Le Collège des médecins et le Collège québécois des médecins de famille, qui défileront aussi devant les parlementaires cette semaine, émettent également des préoccupations en ce sens.

« Il faut se rappeler que ce n’est pas une question de quantité des actes ou de disponibilités qui sont les seuls vecteurs d’une médecine de qualité », a expliqué le président du Collège des médecins, le DMauril Gaudreault, qui réclame aussi la mise en place d’un plan de revalorisation de la médecine familiale.

« On pense que ça ne sera pas un très bon coup. On a l’impression que [le projet de loi] ne permettra pas d’augmenter l’offre, mais créera surtout des dommages qui vont à court, moyen et long termes réduire l’offre de soins par les médecins de famille. »

— La Dre Caroline Laberge, présidente du Collège québécois des médecins de famille

Le Collège des médecins demandera également au gouvernement de préciser ses visées quant à l’utilisation des données sur les omnipraticiens.

François Legault avait révélé à l’automne avoir obtenu une liste identifiant les médecins qui ne prenaient pas en charge suffisamment de patients à partir de données de la Régie de l’assurance maladie du Québec et avait évoqué la possibilité de la transmettre aux établissements de santé. Le ministre Dubé avait par la suite nuancé les propos du premier ministre et affirmé qu’il s’agissait d’une liste anonymisée.

Le ton avait alors monté d’un cran entre les médecins et le gouvernement Legault.
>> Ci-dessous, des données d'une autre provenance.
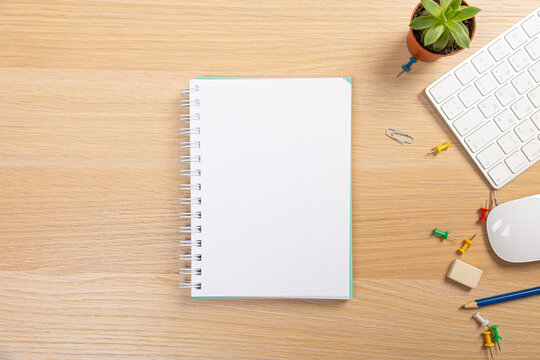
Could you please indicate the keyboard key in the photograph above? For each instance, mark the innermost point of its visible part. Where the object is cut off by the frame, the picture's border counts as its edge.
(499, 173)
(453, 107)
(486, 84)
(490, 156)
(445, 88)
(525, 130)
(533, 48)
(521, 108)
(516, 161)
(468, 121)
(534, 96)
(536, 119)
(508, 142)
(466, 73)
(522, 82)
(506, 94)
(469, 96)
(482, 61)
(516, 38)
(519, 60)
(531, 25)
(502, 72)
(499, 49)
(481, 137)
(489, 106)
(532, 149)
(535, 71)
(505, 120)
La menace de pénalité avait finalement été écartée dans le projet de loi 11. Christian Dubé avait alors parlé « d’une main tendue » aux médecins de famille. La FMOQ dit plutôt y voir « une action législative hostile et vexatoire ».

Un accès élargi réclamé

Plusieurs groupes consultés par La Presse lundi croient que l’accès à la première ligne ne peut pas reposer que sur les médecins de famille. « Je pense [que le gouvernement] se trompe de cible, il faut voir ça de façon plus globale et englober les ordres professionnels », dit le DGaudreault, qui propose que des équipes élargies soient formées dans les GMF.
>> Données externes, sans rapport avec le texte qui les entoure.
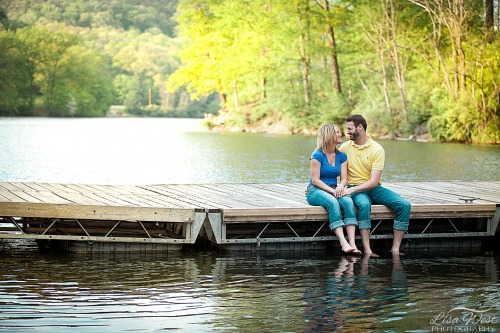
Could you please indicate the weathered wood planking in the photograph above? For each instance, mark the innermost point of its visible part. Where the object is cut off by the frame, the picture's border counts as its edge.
(275, 202)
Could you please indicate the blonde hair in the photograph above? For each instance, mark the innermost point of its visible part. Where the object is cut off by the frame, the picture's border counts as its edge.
(326, 138)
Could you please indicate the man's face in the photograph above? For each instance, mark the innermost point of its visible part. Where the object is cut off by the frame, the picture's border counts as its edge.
(352, 131)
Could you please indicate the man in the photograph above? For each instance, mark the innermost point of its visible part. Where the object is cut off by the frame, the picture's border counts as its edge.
(365, 164)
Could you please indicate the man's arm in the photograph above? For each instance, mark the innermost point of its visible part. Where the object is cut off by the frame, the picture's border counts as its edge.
(369, 184)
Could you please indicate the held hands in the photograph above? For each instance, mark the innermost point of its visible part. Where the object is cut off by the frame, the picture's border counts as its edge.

Une vision qui fait écho à celles de l’Ordre des infirmières et infirmiers du Québec (OIIQ) et de l’Association des infirmières praticiennes spécialisées du Québec (AIPSQ), qui demandent de jouer un rôle plus important.

« Si on continue d’avoir un monopole de l’accès à la première ligne par le médecin, on va demeurer dans le même problème longtemps. »
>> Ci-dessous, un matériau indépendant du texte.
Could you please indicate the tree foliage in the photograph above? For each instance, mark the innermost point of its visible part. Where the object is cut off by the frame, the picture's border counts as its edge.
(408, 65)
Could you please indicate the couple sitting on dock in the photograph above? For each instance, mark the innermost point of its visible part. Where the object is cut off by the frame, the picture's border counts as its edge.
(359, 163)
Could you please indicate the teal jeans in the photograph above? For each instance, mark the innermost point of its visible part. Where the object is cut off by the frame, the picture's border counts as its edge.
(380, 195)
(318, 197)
— Luc Mathieu, président de l’OIIQ

« Notre proposition est de répartir l’inscription en équipe avec l’ensemble des professionnels », ajoute la présidente de l’AIPSQ, Christine Laliberté.

Le Conseil pour la protection des malades déplore également le fait que le projet de loi dans sa forme actuelle « manque malheureusement la cible » et « demeurera une initiative législative isolée qui ne résoudra pas le problème d’accès » si Québec ne mise que sur les médecins pour les soins de première ligne.

« Je n’ai pas vu d’autres professionnels dont le travail est visé par le projet de loi et pour nous, ce n’est pas comme ça qu’on va régler le problème d’accès », soutient en entrevue le président-directeur général, Paul Brunet.

800 000

Nombre de Québécois en attente d’un médecin de famille, un nombre qui peut atteindre maintenant 1,5 million selon le ministre de la Santé, Christian Dubé

Source : Ministère de la santé et des services sociaux

1000

Il manque 1000 médecins de famille pour combler la totalité des besoins en médecine de première ligne.